Medicine: Girls into Boys

3 minute read
TIME

Busily creating 150,000 babies day in, day out throughout the world, Nature occasionally gets befuddled and turns out a creature which is neither girl nor boy. The child may have all a boy’s outer characteristics, but internally have a girl’s organs. Or a newborn babe may look like a girl and then grow up into a strange state of sexlessness. Such ambiguous children are called hermaphrodites.

Twenty years ago such an anomaly was born on a scrabbly farm near Pittsburgh to a poor Pennsylvania Dutch family named Schreckengost. The Schreckengosts named the child Clara and brought her up as a girl. After Clara was 10, she ceased to grow. Her features acquired a slanting cast and she gave no physiological evidence of oncoming womanhood.

Last summer an agent of the Pittsburgh Humane Society found Clara lumbering about the farm. The agent took Clara to Pittsburgh’s Western Pennsylvania Hospital to see if anything could be done about her hermaphroditism.

In other years, to determine Clara’s sex, a surgeon would have been obliged to cut her open and a histologist would have had to study microscopic snips of her internal organs. Now, however, all that was necessary was a test of her blood and urine on virgin rats and spayed mice. If Clara was a true female, her specimens would contain glandular secretions called hormones which would put the rodents into rut. The test was made; Clara was a boy.
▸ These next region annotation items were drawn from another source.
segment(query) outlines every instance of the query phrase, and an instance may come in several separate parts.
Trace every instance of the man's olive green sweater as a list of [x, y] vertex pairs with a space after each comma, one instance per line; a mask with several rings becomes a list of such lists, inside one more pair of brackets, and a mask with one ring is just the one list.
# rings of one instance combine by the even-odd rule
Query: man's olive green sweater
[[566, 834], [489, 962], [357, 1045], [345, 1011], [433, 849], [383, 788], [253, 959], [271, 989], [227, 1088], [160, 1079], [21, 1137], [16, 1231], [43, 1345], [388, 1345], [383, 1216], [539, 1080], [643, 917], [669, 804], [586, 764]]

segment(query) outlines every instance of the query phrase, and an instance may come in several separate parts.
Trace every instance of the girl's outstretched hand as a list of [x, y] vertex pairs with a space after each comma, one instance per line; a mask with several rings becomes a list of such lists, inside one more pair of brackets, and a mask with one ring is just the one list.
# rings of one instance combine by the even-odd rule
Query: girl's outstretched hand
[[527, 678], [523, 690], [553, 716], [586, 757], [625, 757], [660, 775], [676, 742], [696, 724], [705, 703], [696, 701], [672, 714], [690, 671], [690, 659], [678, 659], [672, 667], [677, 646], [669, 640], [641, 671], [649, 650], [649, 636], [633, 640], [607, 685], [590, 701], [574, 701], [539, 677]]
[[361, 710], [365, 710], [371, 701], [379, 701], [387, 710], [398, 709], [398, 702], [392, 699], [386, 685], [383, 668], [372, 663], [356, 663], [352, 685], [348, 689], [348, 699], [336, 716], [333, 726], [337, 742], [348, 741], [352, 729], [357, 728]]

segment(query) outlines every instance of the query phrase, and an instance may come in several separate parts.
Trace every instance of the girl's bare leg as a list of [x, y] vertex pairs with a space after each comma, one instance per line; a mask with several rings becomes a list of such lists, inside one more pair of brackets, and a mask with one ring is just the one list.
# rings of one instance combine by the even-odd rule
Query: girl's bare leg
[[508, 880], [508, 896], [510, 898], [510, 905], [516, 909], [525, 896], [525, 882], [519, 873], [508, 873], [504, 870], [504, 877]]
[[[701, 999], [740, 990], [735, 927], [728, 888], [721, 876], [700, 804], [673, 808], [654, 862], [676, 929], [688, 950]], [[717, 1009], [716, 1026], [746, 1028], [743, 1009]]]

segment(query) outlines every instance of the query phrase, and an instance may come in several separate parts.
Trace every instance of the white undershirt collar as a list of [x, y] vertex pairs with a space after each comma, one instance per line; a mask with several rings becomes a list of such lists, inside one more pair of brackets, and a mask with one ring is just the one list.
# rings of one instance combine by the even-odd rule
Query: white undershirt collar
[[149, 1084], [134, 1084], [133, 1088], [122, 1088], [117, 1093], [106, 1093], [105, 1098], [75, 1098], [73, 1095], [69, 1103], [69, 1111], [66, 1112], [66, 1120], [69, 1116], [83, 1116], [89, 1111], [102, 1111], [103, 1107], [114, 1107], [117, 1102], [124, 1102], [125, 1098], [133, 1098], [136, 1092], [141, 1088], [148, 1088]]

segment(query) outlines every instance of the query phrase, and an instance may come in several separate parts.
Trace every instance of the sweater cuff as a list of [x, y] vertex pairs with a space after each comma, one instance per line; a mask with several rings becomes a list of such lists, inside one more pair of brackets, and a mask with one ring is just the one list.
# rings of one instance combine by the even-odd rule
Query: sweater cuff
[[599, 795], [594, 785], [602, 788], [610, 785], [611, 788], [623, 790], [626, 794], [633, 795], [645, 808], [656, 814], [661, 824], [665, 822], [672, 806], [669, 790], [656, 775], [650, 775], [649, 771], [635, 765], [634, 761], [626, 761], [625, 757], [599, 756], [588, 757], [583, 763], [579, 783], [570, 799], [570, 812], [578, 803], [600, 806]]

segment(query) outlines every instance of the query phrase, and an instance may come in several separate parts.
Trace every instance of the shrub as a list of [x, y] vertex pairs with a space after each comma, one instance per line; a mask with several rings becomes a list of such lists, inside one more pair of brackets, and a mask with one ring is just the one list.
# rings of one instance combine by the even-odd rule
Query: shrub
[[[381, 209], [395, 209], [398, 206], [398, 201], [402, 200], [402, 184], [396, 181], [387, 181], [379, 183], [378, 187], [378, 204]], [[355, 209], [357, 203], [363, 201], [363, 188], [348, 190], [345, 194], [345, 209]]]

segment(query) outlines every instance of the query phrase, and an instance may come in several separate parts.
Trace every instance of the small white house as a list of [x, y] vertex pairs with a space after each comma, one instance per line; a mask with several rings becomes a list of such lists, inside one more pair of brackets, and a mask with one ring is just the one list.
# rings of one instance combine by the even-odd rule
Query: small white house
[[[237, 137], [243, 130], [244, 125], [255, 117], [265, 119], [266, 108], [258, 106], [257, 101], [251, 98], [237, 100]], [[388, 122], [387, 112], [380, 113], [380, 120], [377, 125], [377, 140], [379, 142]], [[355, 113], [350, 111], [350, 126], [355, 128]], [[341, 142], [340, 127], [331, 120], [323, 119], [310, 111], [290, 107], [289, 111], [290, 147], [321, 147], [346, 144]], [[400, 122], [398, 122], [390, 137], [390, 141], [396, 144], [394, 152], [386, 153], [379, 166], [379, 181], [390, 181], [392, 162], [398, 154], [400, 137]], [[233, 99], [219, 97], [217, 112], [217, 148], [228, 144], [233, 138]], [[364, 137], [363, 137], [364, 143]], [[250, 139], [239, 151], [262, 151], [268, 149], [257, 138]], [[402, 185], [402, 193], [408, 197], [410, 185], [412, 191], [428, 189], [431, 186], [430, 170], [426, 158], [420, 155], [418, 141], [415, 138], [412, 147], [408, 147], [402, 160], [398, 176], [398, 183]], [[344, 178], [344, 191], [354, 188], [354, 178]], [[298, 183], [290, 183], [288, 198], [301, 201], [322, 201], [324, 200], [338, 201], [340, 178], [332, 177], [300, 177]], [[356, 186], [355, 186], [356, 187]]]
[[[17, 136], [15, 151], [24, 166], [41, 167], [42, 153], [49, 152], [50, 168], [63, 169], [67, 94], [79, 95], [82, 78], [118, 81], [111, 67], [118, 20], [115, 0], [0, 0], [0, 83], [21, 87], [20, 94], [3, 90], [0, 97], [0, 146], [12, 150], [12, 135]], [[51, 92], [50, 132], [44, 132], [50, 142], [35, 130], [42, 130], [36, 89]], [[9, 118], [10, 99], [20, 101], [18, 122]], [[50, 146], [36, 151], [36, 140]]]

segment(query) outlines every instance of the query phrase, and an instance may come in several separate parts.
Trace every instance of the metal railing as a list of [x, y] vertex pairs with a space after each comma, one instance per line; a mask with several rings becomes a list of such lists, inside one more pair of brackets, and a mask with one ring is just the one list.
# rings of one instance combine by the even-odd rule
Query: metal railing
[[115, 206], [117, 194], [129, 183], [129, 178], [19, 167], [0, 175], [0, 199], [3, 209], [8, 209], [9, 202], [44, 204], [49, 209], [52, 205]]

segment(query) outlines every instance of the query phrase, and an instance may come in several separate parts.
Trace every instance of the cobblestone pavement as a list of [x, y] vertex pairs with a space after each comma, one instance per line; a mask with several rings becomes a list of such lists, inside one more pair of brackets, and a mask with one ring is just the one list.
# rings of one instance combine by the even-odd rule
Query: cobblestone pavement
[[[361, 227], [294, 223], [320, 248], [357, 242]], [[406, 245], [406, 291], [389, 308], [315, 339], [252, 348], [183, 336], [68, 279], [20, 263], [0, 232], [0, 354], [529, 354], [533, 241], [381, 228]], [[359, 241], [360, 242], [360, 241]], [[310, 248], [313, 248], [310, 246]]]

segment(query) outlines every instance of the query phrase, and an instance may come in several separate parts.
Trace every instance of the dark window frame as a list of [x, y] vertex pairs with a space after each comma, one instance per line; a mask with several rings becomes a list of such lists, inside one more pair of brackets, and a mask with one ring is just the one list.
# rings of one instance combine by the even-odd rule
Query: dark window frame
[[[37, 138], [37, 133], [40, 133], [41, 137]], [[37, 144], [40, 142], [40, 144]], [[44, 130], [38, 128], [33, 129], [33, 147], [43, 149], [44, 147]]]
Thereupon surgeons started a series of major operations to release the latent seeds of manhood. Last week it was announced that the final touches will take place in October after which Clara will assume the name of Clarence.

Nobody seemed more pleased at this strange outcome than Father Schreckengost. Said he: “Many a night I couldn’t sleep thinking about that poor child crying because of the shape she was in. I tell you, it’s a pitiful thing. She’s never had any pleasure out of life.”

Clarence anticipates some difficulties in abandoning Clara’s habits. Said he last week: “I like dresses better than overalls. And I’d rather mind the young ones than plant corn.”

At Lens, near Lille, France another case of metamorphosed hermaphroditism came to light last week. The affair began last Christmas when the parish priest noticed that Alice Henriette Acces, 16, member of the girls’ choir, had imperceptibly changed from hoyden to boor. Henriette had a thin mustache. Her voice was mannish. And, were she dressed in boy’s clothes, she would be indistinguishable from the bantlings of the mine where her father worked.

The case of Henriette reached the ears and hands of Dr. Robert Minne, orthogonadist. Last week Orthogonadist Minne was able to announce: “Today Henriette Acces has become physiologically a male.” And with satisfaction he promised: “It is entirely possible, and even probable, that Henri can become a father.”